I often see a third issue arise whenever an employer has an applicant provide medical information.  The medical facility may provide the employer with the applicant's entire file.  It may include information such as an applicant's general medical history.  It may disclose a condition that has no bearing on the applicant's ability to perform. 

Once the employer has this information in its possession, it is difficult to argue that a decision not to hire the applicant was unrelated to the information in the medical file.  What employers should do is ask the medical provider to answer whether or not the applicant can perform the job duties.  If the applicant cannot, then ask the medical facility to identify what accommodations might allow the employee to perform the job.  In this way, by obtaining limited information, the employer has a lesser risk of facing a lawsuit related to improper medical inquiries. 

Friday, August 3, 2012

Workplace Hotheads -- Can They Be Sued?

The ABA Journal published an article about a news columnist in Alaska who responded to an inquiry by a law firm employee  who wants to sue her boss.  The article raises two very important questions -- Whether an employee can sue his/her boss for being a jerk; and on where should a person go for legal advice? 

The staffer feared one of her lawyer bosses who demanded his work be performed first.  She already had two priority projects on her desk from other other two "diva" bosses.  (By the way, who would you consider the diva at our law firm?)  He made a fist, put it close to her nose and demanded action.  When she tried to leave, he blocked the door and told her to sit down and complete his project. 

So what do you think?  Can she sue?  If so, under what theory?  Is this sexual harassment?  Is the action based on gender?  Was the act sufficiently serious?  The act probably didn't constitute battery since the diva did not touch her.  However, was it assault?  Could it be intentional infliction of emotional distress, which requires proof of conduct beyond anything tolerated in a civilized community? 

And if she could sue, would a lawyer take the case?  What are the damages?  There was no physical damage.  What is the emotional scarring worth?  And are attorneys' fees available? 
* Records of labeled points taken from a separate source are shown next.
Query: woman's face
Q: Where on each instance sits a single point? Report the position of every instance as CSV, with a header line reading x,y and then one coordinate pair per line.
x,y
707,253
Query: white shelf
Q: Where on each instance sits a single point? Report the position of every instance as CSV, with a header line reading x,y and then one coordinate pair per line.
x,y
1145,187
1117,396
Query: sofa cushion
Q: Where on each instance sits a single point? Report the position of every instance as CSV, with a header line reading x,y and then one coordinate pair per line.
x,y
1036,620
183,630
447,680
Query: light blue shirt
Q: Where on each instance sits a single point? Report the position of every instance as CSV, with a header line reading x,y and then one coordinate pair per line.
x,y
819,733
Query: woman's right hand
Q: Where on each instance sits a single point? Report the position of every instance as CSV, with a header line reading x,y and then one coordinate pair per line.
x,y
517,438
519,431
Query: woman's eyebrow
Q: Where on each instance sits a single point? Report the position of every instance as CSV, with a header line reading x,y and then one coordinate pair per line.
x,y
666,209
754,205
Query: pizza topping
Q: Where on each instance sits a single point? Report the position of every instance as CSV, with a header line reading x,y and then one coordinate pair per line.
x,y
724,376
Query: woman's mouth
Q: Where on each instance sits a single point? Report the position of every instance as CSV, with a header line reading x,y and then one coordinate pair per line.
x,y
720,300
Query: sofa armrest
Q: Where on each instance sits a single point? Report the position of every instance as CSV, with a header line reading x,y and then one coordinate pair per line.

Interesting questions that I answer regularly in my legal practice.  Employers may act poorly, rudely, unprofessionally.  But is it legally wrong?  Can the action lead to a lawsuit?  These are questions I help my clients evaluate. 

I would never condone going after a person with clenched fists.  (By the way, a similar event happened to me on a job some 14 years ago.  It did not result in any physicality, but the experience was very unpleasant [although I could have taken him].)  What I have learned from my own experience and experiences of clients in this position is that when these unpleasant incidents with a senior level employee occur, there really is not a viable future for the victim at that workplace.  Yes, there may be a viable lawsuit in given the appropriate circumstances.  And a company should take serious action against anyone exhibiting physical or mental intimidation or violence.  Nevertheless, the victim won't ever be happy in that environment.  It's time to start looking for other opportunities. 

I can also say from very personal experience, that other opportunities exist.  You can find them.  You can create them.  The best professional decision in my life came when I created one of those opportunities and started this law firm with two lawyers, Bob Fishman and Michael Goldring, who I trusted and admired.  (I still do.) 

What about the second question -- who is a good source for legal advice?  I'll tell you this, it's not the newspaper.  It's not your neighbor.  It's not another business advisor.  It's not even a lawyer at a cocktail party.  It's a lawyer who you trust, and with whom you create a professional relationship.  That lawyer will take care of you. 

I tell my clients I want to be their attorney for the next 20 years.  (Yes, someday I want to retire.)  And after I am gone, I hope they will use my younger colleagues for legal advice.  You can bet that if I want a client to call me when issues arise over the next 20 years, I will do my best to treat them with respect and courtesy, and to provide the best in legal advice.  That's a promise in our office.